I'm actually Christian (Lutheran, more precisely), but I wonder: do Jewish children born out of wedlock face any restrictions on participating in Jewish religious life or entering into marriage, etc. or do they face any stigma in Judaism? I have always been curious, because some Christian churches (not the Lutheran; if the church refused to baptize "illegitimate children" in Scandinavia, where more than half of all babies are born to unmarried couples, it would be out of business) have refused to baptize illegitimate children. I would be interested in your answer.


Antigonos said...

The act of cohabitation itself is a kind of marriage, although not one the rabbis approved of. The first Mishna of Tractate Kiddushin in the Talmud states "a woman is purchased in three ways: by a contract,by money, or by intercourse". Yes, I know "purchased" sounds pretty awful to modern ears, but this is from 2000 or more years ago. At that time, a woman passed directly from her father's hand to her husband's. The rabbis were aware that couples sometimes eloped, or women were taken captive in war and had no choice in the matter.

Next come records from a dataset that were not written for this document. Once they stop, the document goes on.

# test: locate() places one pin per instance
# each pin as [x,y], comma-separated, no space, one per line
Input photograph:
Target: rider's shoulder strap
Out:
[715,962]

In Jewish law, only those children fathered by someone other than the woman's lawful husband were stigmatized, and not permitted to join Jewish life. There are also very plain laws about rape and what constitutes it which were actually quite advanced. And women had the protection of their wedding contract, which guaranteed them a sum of money (the contract is between the woman's father and her husband) in the event the marriage was dissolved. Divorce is possible in Judaism, and can be instituted by either the man or the woman, although the actual performance of the divorce relies on the man, and can be problematic.

Anonymous said...

Dear Antigonos,

Sorry to be coming back a bit late, but thank you for your information; very interesting.

I think in many Bibles the word "mamzer" is translated as "bastard," even though the meaning of "bastard" encompasses both children born of two unmarried parents and those born of a married woman and a man not her husband (which makes me wonder: what would be the position of a child born of a married woman who has undergone artificial insemination?).

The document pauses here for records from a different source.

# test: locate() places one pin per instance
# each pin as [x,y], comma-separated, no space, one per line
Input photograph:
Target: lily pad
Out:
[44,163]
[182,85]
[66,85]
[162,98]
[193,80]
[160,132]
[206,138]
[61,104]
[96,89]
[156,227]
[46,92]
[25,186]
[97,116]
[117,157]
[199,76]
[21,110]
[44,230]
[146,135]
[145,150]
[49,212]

So maybe the Lutheran Church is more "in tune" with the Bible's original position on "illegitimate" children!


Antigonos said...

There is a whole body of law relating to issues of infertility. Generally speaking, the rabbis allow artificial insemination IF the donor is a non-Jew (since Jewishness is conferred by the mother), and because no act of intercourse is involved.

The main difference in issues of adultery has to do with the fact that Christians partake of the "sacrament" of marriage, while Jews do not have the same concept. To be married in Jewish law, no rabbi or priest is needed. A man gives a single woman a ring worth a symbolic small sum, in the presence of two legally acceptable witnesses (men over 13 years of age) and says "Behold you are consecrated to my by the Laws of Moses and Israel". The contract of marriage is signed by the groom and the father of the bride. In ancient times, a valid marriage was also "contracted" when a man had intercourse with a single woman, or when the groom gave a sum of money to the father. By the time of the Talmud these methods were frowned upon. The wedding contract, btw, specifies the amount of money the husband must give his wife if they divorce, and if she refuses to physically accept the bill of divorcement, he is still her husband.

There isn't any Christian equivalent for "mamzer", really.

Anonymous said...

Thank you again for the information.

Interestingly, a "mamzer" according to the Jewish definition would not be considered a "bastard" under traditional English law, which automatically presumes any child born to a married woman is that of her husband even if the child was conceived through extramarital intercourse or artificial insemination by donor.

Also, perhaps one reason that there is no Christian equivalent for "mamzer" is that Christianity traditionally has tended to group all sexual "sin" (that is, sex other than that between a man and woman married to each other) as "adultery." In this way, extramarital sex was not really viewed as worse than premarital sex. But I can see how in a religion like Judaism where bloodlines are very important, extramarital sex would threaten the social fabric much more than premarital intercourse would.